Sandhills have a unique childhood as they are constantly uprooted, traveling back and forth between various nesting and feeding grounds, never staying in one place for more than a few months. They are the avian equivalent of the Roma or as they ‘re more commonly known, travelers, or gypsies. Consequently they have developed some bad habits such as stealing grain out of farm fields, throwing raucous parties where they spend the day singing ribald songs and dancing, and consequently are unwelcome in many of the areas they frequent.

It’s the dancing we’re addressing in this post. The uninhibited, wildly abandoned, provocative dancing. This is primarily a “G” rated blog but occasionally we come across behavior that we simply must point out so that you, the reader, can take what ever protective measures you choose to keep your children, or even yourselves, from being unduly influenced by this hedonistic display of licentiousness.

We were shocked when we came across this overt display in the normally sedate Bosque del Apache bird refuge in southern New Mexico. This is a place where thousands of birds congregate during the winter.
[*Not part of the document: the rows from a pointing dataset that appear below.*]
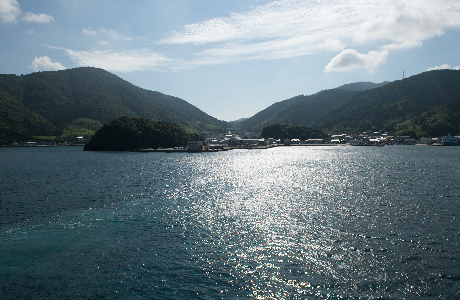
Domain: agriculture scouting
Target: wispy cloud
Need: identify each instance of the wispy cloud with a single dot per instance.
(44, 63)
(443, 67)
(350, 59)
(119, 61)
(289, 28)
(89, 31)
(37, 18)
(10, 11)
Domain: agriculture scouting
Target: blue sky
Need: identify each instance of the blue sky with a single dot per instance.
(232, 58)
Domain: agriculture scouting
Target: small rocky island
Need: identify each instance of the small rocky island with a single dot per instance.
(125, 134)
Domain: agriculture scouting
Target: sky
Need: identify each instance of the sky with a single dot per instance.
(232, 58)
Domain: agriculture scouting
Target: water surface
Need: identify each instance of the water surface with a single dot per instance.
(282, 223)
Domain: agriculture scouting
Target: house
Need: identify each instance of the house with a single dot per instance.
(194, 145)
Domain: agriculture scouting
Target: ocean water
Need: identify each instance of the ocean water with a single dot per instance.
(284, 223)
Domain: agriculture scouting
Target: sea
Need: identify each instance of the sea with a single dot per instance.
(305, 222)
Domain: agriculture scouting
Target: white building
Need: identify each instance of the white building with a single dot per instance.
(194, 145)
(449, 140)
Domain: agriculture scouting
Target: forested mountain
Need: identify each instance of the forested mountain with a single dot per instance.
(301, 110)
(387, 106)
(125, 133)
(362, 86)
(46, 104)
(442, 120)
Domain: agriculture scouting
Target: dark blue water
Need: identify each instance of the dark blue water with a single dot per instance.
(282, 223)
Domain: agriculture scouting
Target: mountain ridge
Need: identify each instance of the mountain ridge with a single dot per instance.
(60, 97)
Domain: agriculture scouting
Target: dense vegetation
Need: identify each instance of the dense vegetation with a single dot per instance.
(126, 133)
(300, 110)
(442, 120)
(283, 131)
(60, 105)
(74, 101)
(385, 108)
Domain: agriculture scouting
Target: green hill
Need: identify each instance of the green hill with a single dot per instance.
(386, 107)
(301, 110)
(46, 104)
(439, 121)
(125, 133)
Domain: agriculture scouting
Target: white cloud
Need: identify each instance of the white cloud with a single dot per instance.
(289, 28)
(403, 46)
(443, 67)
(89, 32)
(9, 11)
(38, 18)
(403, 21)
(44, 63)
(350, 59)
(113, 34)
(119, 61)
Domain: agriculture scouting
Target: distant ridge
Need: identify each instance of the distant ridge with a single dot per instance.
(300, 110)
(362, 86)
(363, 106)
(46, 103)
(385, 107)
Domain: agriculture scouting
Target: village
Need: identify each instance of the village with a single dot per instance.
(230, 140)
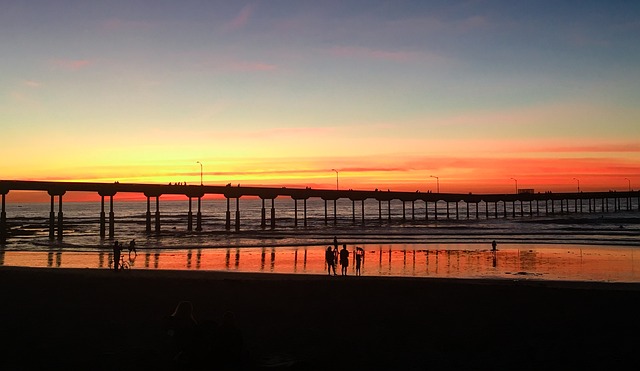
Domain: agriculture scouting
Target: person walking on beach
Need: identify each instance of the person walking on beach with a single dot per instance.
(329, 259)
(344, 259)
(116, 255)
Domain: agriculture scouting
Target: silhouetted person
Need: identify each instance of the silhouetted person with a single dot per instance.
(359, 257)
(231, 342)
(182, 329)
(116, 255)
(330, 259)
(344, 259)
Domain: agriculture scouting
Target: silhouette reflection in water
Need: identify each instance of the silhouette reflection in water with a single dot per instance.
(564, 262)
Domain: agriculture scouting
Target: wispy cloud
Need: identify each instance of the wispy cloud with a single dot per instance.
(251, 66)
(71, 64)
(241, 19)
(32, 83)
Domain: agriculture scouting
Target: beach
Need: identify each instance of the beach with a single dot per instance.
(100, 319)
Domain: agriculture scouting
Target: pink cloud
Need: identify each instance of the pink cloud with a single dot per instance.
(71, 64)
(32, 84)
(242, 18)
(345, 51)
(251, 66)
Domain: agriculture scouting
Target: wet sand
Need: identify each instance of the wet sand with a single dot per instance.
(99, 319)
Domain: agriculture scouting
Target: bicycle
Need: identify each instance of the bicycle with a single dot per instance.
(122, 264)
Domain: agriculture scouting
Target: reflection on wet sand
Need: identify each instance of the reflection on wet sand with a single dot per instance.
(564, 262)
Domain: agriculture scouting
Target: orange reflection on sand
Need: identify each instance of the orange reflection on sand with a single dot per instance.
(547, 262)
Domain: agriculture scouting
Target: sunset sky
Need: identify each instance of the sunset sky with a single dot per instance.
(388, 93)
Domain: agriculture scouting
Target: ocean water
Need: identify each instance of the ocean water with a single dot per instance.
(563, 246)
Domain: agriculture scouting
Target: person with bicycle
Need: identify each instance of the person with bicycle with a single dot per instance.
(116, 255)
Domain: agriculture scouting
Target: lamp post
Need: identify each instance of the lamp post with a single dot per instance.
(337, 188)
(198, 162)
(437, 183)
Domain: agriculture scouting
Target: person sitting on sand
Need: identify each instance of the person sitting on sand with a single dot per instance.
(359, 258)
(182, 329)
(329, 259)
(344, 259)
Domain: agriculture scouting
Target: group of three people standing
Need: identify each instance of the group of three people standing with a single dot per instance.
(332, 256)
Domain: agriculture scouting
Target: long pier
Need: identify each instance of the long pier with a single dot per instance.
(545, 203)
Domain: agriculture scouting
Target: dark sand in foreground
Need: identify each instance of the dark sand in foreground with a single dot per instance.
(101, 320)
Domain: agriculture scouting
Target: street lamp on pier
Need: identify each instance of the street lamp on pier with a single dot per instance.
(337, 188)
(198, 162)
(515, 180)
(437, 183)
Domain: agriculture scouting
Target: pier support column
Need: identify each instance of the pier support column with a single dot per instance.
(3, 221)
(60, 218)
(199, 215)
(435, 210)
(157, 214)
(190, 217)
(326, 216)
(426, 210)
(227, 223)
(237, 214)
(530, 208)
(112, 221)
(52, 220)
(148, 215)
(103, 223)
(413, 210)
(273, 213)
(353, 212)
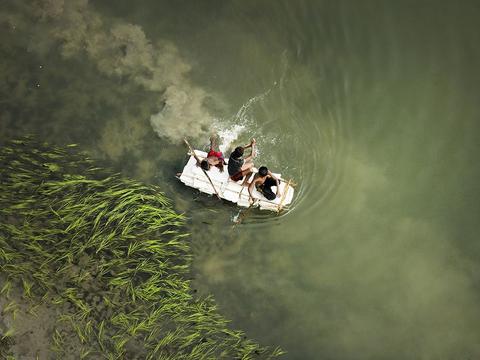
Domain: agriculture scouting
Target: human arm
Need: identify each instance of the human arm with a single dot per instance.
(252, 143)
(251, 199)
(276, 180)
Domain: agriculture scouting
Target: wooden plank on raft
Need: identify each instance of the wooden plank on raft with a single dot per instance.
(284, 195)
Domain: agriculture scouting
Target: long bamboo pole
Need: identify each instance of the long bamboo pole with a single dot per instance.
(284, 195)
(197, 158)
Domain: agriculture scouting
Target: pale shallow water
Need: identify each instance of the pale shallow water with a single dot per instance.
(372, 107)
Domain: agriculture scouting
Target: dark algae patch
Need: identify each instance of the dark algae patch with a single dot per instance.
(95, 266)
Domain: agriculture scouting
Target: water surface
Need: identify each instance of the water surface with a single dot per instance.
(372, 107)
Snow geese, Ross’s goose, ducks of all kinds and you could move from one place in the refuge to another and see these various birds and ducks behaving in a civilized, normal manner, and aside from an infrequent squabble, never exhibiting any aberrant behavior.

But then this quiet garden of Eden was discovered by the travelers, or lets call a bird a bird, the Sandhill cranes. Suddenly the harmony of this gentle resting place was shattered all to heck, excuse us but an event like this moves us to use harsh language, by the arrival of flocks upon flocks of these noisy, argumentative, unapologetic, cranes and everything changed.

Suddenly the blatant exhibition of their sexually charged mating rituals, which they held right out in the open for anyone to observe, was rampant. Everywhere you looked there was dancing, and as the more worldly among you surely know what that leads to, we don’t need to follow that path to its conclusion.

Surely a group of individuals whose moral compass has gone so wildly astray could not prevail but sadly, that is not the case. Due to their unrestricted behavior there are now thousands more of these Sandhill cranes and there has been a huge effect on the surrounding areas. Where once this had been a quiet farming area, now the fields are decimated by the hungry opportunistic cranes. Farms have been abandoned and the empty homesteads litter the edges of the refuge. What were once prosperous farms have been turned into the playgrounds of these dancing, squawking, devil-may-care, footloose wanderers.

Above you can see two of these young cranes beginning what is one of the favorite dances of these unfortunately immoral birds, the Tango. Brought up from South America by a group of Argentinian travelers and introduced to their naive American cousins this new dance has swept through the flocks like the pox it is. Now you can see countless pairs of Sandhills performing this dance before heading into the privacy of the surrounding reeds to complete their mating ritual.

Unfortunately there doesn’t seem to be any antidote to this terrible affliction and all we can expect is to see more and more of it in the future. One hesitates to use the word shameful on a group of individuals whose only way of defending their actions is by a strangled sort of gargling that is their voice, but for civilized people it is hard to accept their licentiousness. At this point we are suggesting that the public refrains from bringing small children to the refuge during what is now called the mating season. We hope that by person-cotting the refuge the birds will get the hint to tone down their behavior and we’ll see the last tango at Bosque.